For those following the news, this has been a trend for bishops  in recent months. Germany's Bishop Franz-Peter Tebartz-van Elst will now forever be known as the "Bishop of Bling" for the $43 million in renovations to his residence , which included a $300,000 fish tank, $2.38 million for bronze window frames, and a $20,000 bath tub. The news earned him a meeting with Pope Francis about his extravagant lifestyle and Tebartz-van Elst ended up being replaced as bishop of his diocese .
Here in the United States, Newark, New Jersey Archbishop John Myers came under fire  recently for a half-million dollar, 3,000-square-foot addition to the house which will serve as his retirement home. Then it was Atlanta's Archbishop Wilton Gregory building himself a $2.2 million residence , although Gregory at least apologized after the fact and has decided not to live in the house after all. Meanwhile the pope is living in the simple Vatican guesthouse  rather than the traditional--and more upscale--papal apartments.
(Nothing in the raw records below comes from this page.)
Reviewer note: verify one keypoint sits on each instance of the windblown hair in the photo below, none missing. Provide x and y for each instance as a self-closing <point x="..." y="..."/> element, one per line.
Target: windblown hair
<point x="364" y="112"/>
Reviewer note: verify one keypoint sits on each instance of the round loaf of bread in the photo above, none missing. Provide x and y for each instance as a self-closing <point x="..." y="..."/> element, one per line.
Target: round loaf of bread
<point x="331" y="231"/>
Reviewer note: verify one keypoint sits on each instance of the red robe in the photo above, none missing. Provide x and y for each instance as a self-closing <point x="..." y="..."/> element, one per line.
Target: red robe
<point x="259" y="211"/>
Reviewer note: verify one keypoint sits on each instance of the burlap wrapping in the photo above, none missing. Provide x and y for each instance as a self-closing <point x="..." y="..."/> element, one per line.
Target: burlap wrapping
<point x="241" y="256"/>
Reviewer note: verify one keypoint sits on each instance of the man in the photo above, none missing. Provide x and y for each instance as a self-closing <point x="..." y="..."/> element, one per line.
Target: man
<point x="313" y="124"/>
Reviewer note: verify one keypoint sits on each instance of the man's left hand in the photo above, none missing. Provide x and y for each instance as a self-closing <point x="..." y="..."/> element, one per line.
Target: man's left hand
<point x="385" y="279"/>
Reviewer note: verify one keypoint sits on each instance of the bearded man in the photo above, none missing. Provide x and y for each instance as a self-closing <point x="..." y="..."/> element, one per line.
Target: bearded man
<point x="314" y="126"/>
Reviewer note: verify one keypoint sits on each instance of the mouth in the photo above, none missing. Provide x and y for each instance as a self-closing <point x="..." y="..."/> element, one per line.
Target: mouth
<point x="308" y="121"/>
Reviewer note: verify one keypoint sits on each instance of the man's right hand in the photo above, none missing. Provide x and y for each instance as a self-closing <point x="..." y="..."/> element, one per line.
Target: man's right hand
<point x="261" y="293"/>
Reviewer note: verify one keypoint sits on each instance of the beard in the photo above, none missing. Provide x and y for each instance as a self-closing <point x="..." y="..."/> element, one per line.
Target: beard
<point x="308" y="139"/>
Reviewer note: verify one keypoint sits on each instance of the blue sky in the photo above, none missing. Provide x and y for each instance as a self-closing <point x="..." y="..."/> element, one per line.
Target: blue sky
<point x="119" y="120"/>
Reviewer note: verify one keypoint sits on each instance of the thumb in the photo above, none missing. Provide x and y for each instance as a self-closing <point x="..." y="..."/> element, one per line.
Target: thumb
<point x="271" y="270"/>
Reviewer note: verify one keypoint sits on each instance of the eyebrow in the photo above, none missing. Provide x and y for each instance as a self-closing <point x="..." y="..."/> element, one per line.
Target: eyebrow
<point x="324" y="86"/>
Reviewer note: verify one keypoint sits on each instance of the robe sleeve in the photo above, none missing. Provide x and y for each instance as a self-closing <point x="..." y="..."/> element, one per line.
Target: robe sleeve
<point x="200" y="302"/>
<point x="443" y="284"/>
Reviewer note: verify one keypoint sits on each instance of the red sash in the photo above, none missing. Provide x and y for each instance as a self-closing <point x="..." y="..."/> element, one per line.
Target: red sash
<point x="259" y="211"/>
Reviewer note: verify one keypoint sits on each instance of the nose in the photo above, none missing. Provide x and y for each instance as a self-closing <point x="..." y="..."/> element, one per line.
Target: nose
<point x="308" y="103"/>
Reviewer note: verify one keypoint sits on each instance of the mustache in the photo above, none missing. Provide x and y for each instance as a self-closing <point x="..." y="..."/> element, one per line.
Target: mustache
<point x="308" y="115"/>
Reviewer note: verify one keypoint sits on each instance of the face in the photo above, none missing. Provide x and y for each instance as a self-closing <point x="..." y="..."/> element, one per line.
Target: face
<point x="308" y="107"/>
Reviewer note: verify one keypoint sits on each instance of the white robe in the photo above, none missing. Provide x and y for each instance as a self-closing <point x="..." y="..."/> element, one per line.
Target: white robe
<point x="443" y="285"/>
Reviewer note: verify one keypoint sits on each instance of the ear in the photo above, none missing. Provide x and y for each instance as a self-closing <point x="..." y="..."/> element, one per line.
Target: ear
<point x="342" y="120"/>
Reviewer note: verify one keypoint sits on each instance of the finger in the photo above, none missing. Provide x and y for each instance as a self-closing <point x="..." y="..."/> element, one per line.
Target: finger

I really don't see the argument for bishops living in luxury housing. I understand they may need space to house guests or to have meetings, or that certain accommodations may be necessary in their older age. But it is hard for people to see their bishop as an example of Christ when he's living a lifestyle that the vast majority of Catholics in his own diocese can't afford--especially when so many Americans are struggling just to afford any housing  at all.
But putting aside the arguments for or against luxury housing, there's a very clear benefit to going the opposite route. The incredible appeal of Pope Francis, as Cardinal Timothy Dolan of New York noted yesterday  on CBS's Face the Nation, is due in no small part to his simple life. People see Francis as authentic--he doesn't just preach the gospel, he lives it. And even more importantly, he lives a humble lifestyle while always remaining joyful, and in doing so makes the Christian life seem attractive to others.
It seems like some of the world's bishops still haven't gotten the message that they should do the same. But it also seems like Francis isn't afraid to give them a reminder.